After yesterday’s 230km stage, the riders faced another brutally long day in the saddle as they covered 240km from NP Plitvice to Split. The lumpy first half included two categorized climbs but as the second half was descending and flat, a bunch sprint was expected.


The riders had great sunshine when they gathered for the start. Only Davide Vigano (Androni) was absent as they headed out for the neutral ride.


Like yesterday, it was a very fast start to the stage and it took a long time for the break to be formed. An 8-rider group with Adam Stachowiak (Verva) looked promising at the 25km mark but they were brought back. Things were still together in the first intermediate sprint which was won by Nicola Ruffoni (Bardiani) who beat Mark Renshaw and Niolay Trusov (Tinkoff) into the minor positions


Instead, Lukasz Bodnar (Verva), Nicola Boem (Bardiani), Kevin De Mesmaeker (Novo Nordisk), Joshua Hunt (ONE), Aviv Yechzkel (Cycling Academy) and Johannes Schinnagel (Felbermayr) escaped and they quickly got an advantage of 3 minutes. After 70km, they had pushed it out to 4.30 and it was even five minutes at the 110km mark. Meanwhile, De Mesmaeker beat Boem and Hunt in the first KOM sprint.


The peloton started to chase when Jay Thomson (Dimension Data) and Gregory Rast (Trek) hit the front and they had reduced the gap to 3 minutes. At this point, Boem beat De Mesmaeker and Hunt in the second KOM sprint.


With 65km to go, the gap was still 2 minutes but it was coming down steadily until the break hit the gas inside the final 50km. With 45km to go, they had pushed it out to 2.36.


This forced Trek to add more forepower to the chase and it was Julien Bernard who joined forces with Thomson and Rast. They didn’t slow down when a crash briefly split the field and as they approached the final 30km, the gap was again less than 2 minutes.

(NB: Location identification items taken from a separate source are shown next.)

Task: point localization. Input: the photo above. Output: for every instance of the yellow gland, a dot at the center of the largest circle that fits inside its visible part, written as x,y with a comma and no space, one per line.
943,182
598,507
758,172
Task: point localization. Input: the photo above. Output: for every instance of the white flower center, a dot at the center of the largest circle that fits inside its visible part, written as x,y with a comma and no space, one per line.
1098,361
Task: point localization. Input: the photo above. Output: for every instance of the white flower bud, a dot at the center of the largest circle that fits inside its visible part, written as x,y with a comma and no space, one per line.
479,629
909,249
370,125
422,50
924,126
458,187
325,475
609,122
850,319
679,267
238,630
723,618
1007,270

Boem realized that he was the strongest rider and he surged clear with a strong solo move. He won the final intermediate sprint ahead of De Mesmaeker and Bodnar. In the peloton, IAM took complete control with Simon Pellaud and Sondre Holst Enger before Pirmin Lang took over. The fast pace from the Swiss team meant that the gap was only 1.30 with 28km to go.


IAM started on the front until they brought the chasers back with 12km to go. Here Thomson came back to the fore, trading pulls with Trek climber Julian Arredondo.

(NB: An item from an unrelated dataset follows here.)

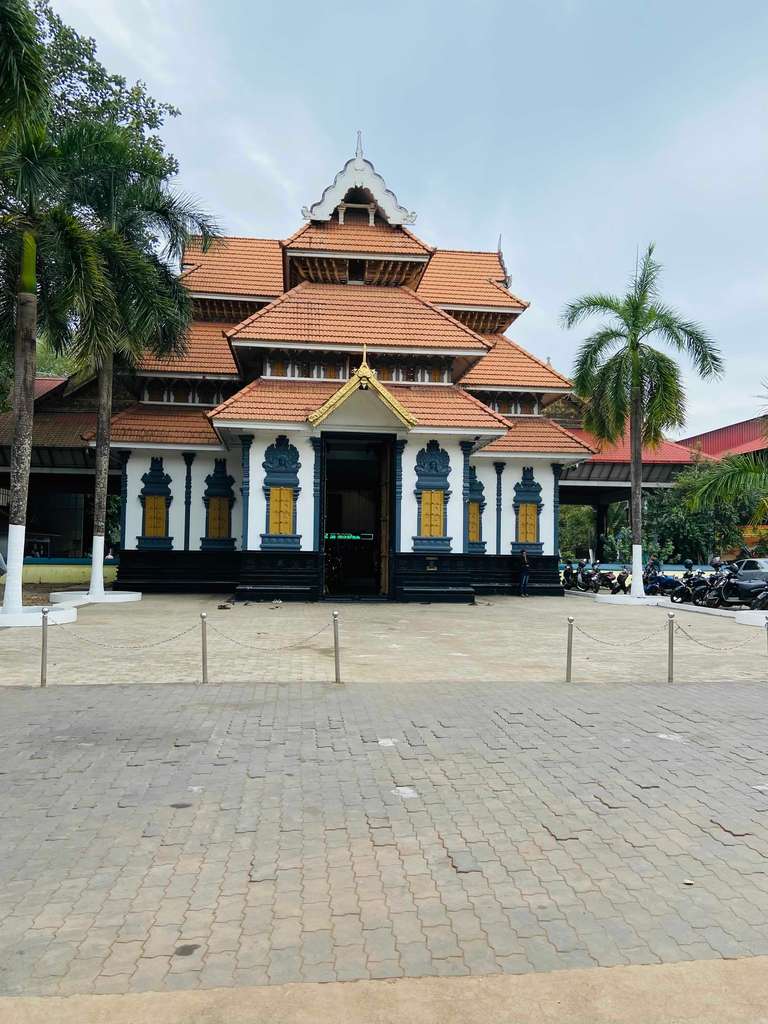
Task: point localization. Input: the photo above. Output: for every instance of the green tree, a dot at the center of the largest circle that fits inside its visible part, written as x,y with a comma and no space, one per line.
625,380
132,208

With 10km to go, a big crash with ONE sprinter Chris Opie split the field, leaving just 60 riders to press on. They didn’t slow down at all and it was Thomson who brought Boem back with 8km to go.


Dimension Data took full control until they allowed Verandas Willems and Trek to briefly take over with 6km to go. Entering the final 5km, they were back on the front with Bernhard Eisel and they didn’t panic when a Synergy Baku rider made a move with 3km to go.


Dimension Data lost their positions when Trek hit the front but it was way too early for Boy van Poppel who was already on the front with more than 2km to go, with Nizzolo sitting in second. The Italian was quick to slot into fourth when Tinkoff took over with Jay McCarthy, Trusov and Michal Kolar. Verva and Dimension Data tried to pass and it was the latter team that won the battle.


Jonas Koch (Verva) hit the deck in a roundabout before Dimension Data launched their lead-out. Reinardt van Rensburg hit the front with Renshaw and Cavendish on his wheel. Nizzlo showed great technical skills to use the many late turns to pass Kolar and move into fourth behind the South African team.


Renshaw finally launched the lead-out and did so well that Cavendish barely had to sprint. Nizzolo had no chance to come around and had to settle for second while Renshaw even held on to third, holding off Kolar and Andrea Guardini (Astana).


Cavendish and Nizzolo are now tied on time and stage placings and so it is the result of today’s stage that decides the overall classification. Hence, Cavendish will wear the leader’s jersey in tomorrow’s third stage. It’s a hilly affair with a tough first half and a few small climbs in the mostly descending second half, with a categorized climb coming around 45km from the finish where a reduced bunch sprint is expected.